There will be a lot of attention (for good reason) to the Court’s decision to hear a Texas abortion case, but the Court will also hold a hearing on Wittman v. Personhuballah, a Virginia redistricting case. (This case involves congressional redistricting and I’ve written about it here; there’s another Virginia case involving Virginia state house redistricting which has also been appealed to the Supreme Court.)
Here are the questions presented:
1) Whether the court below erred in failing to make the required finding that race rather than politics predominated in District 3, where there is no dispute that politics explains the Enacted Plan; (2) whether the court below erred in relieving plaintiffs of their burden to show an alternative plan that achieves the General Assembly’s political goals, is comparably consistent with traditional districting principles, and brings about greater racial balance than the Enacted Plan; (3) whether, regardless of any other error, the finding of a Shaw violation by the court below was based on clearly erroneous fact-finding; (4) whether the majority erred in holding that the Enacted Plan fails strict scrutiny because it increased District 3’s black voting-age population percentage above the benchmark percentage, when the undisputed evidence establishes that the increase better complies with neutral principles than would reducing the percentage and no racial bloc voting analysis would support a reduction capable of realistically securing Section 5 preclearance.
But the Court in its order has also added a standing question:
Further consideration of the question of jurisdiction is postponed to the hearing of the case on the merits.

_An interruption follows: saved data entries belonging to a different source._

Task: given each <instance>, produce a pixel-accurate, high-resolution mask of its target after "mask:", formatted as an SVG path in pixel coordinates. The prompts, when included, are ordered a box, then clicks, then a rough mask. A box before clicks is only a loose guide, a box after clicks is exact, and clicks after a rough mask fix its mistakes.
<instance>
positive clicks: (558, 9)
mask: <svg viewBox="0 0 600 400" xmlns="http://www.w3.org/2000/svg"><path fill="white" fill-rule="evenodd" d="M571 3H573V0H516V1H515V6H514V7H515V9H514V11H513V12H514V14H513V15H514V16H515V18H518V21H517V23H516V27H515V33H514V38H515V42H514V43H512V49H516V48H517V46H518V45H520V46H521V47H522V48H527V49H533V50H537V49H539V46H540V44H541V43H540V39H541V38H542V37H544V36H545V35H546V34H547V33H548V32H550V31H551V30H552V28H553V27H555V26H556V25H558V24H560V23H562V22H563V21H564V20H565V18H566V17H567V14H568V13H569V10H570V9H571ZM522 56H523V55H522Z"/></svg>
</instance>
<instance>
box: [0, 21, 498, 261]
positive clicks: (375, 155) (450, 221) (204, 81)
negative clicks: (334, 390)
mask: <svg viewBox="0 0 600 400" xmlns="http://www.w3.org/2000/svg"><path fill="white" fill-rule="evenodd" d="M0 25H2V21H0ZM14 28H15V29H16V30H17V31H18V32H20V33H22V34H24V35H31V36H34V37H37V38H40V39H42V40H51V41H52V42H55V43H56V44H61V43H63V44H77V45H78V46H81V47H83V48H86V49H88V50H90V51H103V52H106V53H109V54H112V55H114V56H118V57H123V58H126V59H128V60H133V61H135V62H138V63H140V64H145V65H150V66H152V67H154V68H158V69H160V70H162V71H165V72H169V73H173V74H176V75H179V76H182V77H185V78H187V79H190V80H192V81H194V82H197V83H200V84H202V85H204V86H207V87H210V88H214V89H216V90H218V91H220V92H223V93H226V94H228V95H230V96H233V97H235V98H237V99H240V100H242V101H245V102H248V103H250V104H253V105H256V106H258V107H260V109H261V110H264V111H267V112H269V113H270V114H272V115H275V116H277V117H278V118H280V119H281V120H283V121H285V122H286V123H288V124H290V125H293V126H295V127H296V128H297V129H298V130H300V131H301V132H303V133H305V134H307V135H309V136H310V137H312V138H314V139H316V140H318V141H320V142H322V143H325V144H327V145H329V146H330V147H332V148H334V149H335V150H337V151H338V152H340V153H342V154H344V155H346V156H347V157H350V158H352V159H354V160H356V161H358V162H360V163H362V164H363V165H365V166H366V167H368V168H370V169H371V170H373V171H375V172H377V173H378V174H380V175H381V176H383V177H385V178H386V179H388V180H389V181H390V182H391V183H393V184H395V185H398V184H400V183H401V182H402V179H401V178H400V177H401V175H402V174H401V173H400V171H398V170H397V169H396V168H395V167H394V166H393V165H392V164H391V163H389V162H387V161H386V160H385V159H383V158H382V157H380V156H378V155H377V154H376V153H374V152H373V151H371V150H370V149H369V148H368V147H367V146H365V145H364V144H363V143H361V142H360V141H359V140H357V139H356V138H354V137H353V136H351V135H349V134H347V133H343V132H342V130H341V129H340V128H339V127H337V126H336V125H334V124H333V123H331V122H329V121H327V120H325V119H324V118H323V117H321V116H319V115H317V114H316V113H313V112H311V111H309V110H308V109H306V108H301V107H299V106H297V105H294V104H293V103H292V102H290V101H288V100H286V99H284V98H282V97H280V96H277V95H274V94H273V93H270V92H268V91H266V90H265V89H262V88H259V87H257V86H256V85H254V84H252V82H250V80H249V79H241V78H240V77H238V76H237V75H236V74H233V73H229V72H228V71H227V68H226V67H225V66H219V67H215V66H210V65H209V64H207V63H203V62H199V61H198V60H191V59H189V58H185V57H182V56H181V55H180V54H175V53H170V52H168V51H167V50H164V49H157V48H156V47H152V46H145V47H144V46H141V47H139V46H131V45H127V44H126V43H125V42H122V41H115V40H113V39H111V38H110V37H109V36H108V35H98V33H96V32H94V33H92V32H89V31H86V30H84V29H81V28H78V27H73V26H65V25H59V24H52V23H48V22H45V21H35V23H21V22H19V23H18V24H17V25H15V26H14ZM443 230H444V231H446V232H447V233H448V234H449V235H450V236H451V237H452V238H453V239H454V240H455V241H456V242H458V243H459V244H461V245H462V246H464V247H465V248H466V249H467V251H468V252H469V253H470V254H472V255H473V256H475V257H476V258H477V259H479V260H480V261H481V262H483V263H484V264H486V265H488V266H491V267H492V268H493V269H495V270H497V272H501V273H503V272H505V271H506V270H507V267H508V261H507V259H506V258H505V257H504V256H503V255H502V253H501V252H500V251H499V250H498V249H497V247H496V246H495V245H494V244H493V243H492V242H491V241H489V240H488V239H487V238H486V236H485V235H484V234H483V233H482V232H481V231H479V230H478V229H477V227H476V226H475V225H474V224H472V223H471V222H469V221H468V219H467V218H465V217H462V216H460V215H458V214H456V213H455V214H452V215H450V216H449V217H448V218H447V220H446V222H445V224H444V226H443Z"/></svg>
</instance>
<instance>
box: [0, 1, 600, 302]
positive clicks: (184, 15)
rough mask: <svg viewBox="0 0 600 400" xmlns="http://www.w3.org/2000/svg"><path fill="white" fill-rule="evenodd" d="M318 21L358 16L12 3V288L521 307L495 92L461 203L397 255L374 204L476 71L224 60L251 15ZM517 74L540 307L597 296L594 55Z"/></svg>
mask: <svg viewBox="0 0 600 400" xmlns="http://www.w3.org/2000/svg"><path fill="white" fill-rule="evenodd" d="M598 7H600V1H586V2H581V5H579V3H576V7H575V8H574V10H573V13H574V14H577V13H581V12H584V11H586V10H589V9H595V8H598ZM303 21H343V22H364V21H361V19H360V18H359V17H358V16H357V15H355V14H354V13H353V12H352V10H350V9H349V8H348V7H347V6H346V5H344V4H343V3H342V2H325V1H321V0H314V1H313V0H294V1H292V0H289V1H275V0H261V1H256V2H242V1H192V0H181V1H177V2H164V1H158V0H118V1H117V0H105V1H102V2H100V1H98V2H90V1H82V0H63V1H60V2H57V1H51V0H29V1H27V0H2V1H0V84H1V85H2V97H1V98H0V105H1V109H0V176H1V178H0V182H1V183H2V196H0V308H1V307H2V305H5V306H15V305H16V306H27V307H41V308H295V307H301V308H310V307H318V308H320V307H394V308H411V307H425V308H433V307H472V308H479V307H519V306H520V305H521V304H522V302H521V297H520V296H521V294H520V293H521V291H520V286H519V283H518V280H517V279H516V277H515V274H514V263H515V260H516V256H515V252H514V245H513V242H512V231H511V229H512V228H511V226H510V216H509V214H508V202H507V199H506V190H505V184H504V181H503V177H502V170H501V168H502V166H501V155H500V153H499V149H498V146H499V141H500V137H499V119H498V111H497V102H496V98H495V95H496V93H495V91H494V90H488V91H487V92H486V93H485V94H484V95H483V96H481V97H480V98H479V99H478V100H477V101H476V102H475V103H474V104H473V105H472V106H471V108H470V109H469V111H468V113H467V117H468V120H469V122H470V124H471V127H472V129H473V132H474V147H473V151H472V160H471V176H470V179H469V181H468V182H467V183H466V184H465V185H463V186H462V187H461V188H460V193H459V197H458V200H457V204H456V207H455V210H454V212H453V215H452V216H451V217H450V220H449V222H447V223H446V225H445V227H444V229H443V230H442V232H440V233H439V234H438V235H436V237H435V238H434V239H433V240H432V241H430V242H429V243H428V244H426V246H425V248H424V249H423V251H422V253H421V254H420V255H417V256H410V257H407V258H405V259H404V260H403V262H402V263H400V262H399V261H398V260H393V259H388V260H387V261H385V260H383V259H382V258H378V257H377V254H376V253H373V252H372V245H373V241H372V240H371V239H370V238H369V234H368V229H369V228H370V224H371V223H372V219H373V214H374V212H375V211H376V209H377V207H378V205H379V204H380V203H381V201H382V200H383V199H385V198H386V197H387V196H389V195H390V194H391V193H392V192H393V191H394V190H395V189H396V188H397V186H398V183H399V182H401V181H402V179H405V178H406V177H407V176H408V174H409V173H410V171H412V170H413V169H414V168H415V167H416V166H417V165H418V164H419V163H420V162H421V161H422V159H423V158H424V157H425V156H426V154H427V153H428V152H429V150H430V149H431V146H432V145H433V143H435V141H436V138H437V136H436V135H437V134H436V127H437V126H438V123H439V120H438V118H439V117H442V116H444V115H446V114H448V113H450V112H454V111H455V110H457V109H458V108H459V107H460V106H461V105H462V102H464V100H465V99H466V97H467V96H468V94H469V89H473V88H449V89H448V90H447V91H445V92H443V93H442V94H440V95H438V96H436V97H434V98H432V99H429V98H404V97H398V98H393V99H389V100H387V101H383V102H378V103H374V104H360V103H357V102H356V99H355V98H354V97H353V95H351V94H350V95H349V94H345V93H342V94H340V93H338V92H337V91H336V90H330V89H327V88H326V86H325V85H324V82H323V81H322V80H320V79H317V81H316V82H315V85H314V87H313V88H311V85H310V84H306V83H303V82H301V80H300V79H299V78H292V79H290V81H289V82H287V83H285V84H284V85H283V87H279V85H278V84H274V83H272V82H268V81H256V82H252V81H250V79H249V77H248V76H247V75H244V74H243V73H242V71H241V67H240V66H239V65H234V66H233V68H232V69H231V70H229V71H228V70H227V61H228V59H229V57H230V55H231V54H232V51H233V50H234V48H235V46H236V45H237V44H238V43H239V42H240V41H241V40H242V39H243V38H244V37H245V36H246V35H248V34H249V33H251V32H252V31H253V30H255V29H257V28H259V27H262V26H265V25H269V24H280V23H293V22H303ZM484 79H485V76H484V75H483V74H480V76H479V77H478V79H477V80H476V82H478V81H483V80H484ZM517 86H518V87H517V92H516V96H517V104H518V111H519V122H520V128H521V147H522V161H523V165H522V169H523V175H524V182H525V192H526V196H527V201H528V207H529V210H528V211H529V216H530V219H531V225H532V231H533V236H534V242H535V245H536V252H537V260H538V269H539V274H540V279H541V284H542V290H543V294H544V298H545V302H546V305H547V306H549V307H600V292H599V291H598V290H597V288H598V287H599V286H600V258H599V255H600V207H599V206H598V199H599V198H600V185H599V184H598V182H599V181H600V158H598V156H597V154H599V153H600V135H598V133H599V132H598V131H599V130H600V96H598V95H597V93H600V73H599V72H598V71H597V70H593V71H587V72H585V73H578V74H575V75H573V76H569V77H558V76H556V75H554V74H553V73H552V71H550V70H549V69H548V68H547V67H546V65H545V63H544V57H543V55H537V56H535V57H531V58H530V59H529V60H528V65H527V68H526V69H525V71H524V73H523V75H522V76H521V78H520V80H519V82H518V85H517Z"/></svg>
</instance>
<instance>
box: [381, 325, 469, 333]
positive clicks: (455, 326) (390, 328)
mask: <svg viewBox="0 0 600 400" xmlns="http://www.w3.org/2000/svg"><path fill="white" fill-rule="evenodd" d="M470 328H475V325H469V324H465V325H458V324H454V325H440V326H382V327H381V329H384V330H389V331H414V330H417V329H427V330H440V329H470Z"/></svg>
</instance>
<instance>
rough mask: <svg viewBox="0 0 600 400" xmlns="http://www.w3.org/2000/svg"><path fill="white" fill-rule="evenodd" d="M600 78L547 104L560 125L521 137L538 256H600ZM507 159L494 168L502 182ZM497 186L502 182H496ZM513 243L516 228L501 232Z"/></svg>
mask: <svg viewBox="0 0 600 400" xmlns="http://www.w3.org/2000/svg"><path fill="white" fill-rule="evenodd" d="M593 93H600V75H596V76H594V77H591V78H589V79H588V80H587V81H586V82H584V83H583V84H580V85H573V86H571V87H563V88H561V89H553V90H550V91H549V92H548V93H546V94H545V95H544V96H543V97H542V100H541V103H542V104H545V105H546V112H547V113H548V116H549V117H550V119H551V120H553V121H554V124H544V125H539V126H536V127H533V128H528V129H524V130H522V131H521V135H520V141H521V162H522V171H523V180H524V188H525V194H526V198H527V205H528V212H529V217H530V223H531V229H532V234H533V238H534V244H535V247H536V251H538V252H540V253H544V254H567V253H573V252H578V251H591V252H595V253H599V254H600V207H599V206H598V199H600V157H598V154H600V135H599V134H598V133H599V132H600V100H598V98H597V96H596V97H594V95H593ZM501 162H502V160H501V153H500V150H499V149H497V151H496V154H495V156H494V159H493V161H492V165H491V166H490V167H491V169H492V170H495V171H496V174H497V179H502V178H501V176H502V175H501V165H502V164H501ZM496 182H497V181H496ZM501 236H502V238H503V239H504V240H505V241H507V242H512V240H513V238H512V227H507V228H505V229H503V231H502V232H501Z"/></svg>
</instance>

In addition to the questions presented by the jurisdictional statement, the parties are directed to brief and argue the following question: Whether appellants lack standing because none reside in or represent the only congressional district whose constitutionality is at issue in this case.
This case is a follow on to the Alabama redistricting case decided last year. I’ve done a detailed analysis of that case, in a paper, Racial Gerrymandering’s Questionable Revival, about to be published in the Alabama Law Review‘s symposium on the 50th anniversary of the Voting Rights Act. You can find the near final draft on SSRN. Here is the abstract:
Like history, the racial gerrymandering cause of action has repeated itself, the first time as tragedy, the second time as farce.
In the 1990s, conservative members of the Supreme Court recognized a new cause of action, grounded in the Fourteenth Amendment’s Equal Protection Clause, of an “unconstitutional racial gerrymander.” The claim was not one, long recognized, for the intentional dilution of black votes through the manipulative drawing of district lines. Instead, it was a shaky, ephemeral claim based solely on appearances. Racial gerrymandering is an “expressive harm,” aimed at preventing jurisdictions from sending an impermissible “message” by separating voters on the basis of race without adequate justification. In practice, the cause of action helped limit attempts by the U.S. Department of Justice to force jurisdictions then covered by Section 5 of the Voting Rights Act to create more majority-minority voting districts which tended to vote Democratic. Sometimes doing so helped Democrats; at other times the concentration of reliable Democratic voters helped Republicans. Within a decade, however, racial gerrymandering claims seemed to wither away, as the Court used other methods to stop the Department from reading the Act too broadly.
In 2015, the Supreme Court revived racial gerrymandering claims. In Alabama Legislative Black Caucus v. Alabama, the four liberals on the Court and Justice Kennedy agreed with Democrats and minority voters that the state of Alabama engaged in an unconstitutional racial gerrymander when it passed a legislative districting plan which over-concentrated black voters in majority-minority districts in ostensible compliance with the Voting Rights Act. There was great irony in the use of the racial gerrymandering cause of action by minority voters who had rejected it in the 1990s, in its acceptance by liberal justices, and in the defense of race-based redistricting by Alabama Republicans and some conservative Supreme Court justices. While racial gerrymandering has for now become a useful tool for Democrats and minority plaintiffs to fight certain Republican gerrymanders, it is no more coherent or justified now than it was the first time the Court recognized it in the 1990s.
This Essay, written for an Alabama Law Review symposium on the 50th anniversary of the Voting Rights Act, proceeds in three parts. Part I briefly describes the emergence of the racial gerrymandering cause of action in the 1990s and the critiques made of it. Part II briefly describes the circumstances leading up to the 2015 Alabama case and Court’s questionable revival of the racial gerrymandering claim. Part III argues that the racial gerrymandering claim is no more defensible when used by Democrats or minority voters than by conservatives or Republicans. No doubt the Alabama legislature used compliance with the Voting Rights Act as a pretext to pack more reliable Democratic voters into a smaller number of districts to help Republicans in the state overall. But that behavior should be policed as either a form of impermissible racial vote dilution or as inappropriate partisan behavior. In the end, the Supreme Court has relied upon the incoherent racial gerrymandering claim because lacks the right tools to police certain political conduct which might be impermissibly racist, partisan, or both. Liberal and conservative scholars have long recognized that the Voting Rights Act’s enforcement and interpretation can have partisan implications and motivations. The same is now true for racial gerrymandering claims, especially given the great overlap of race and party categories in the South.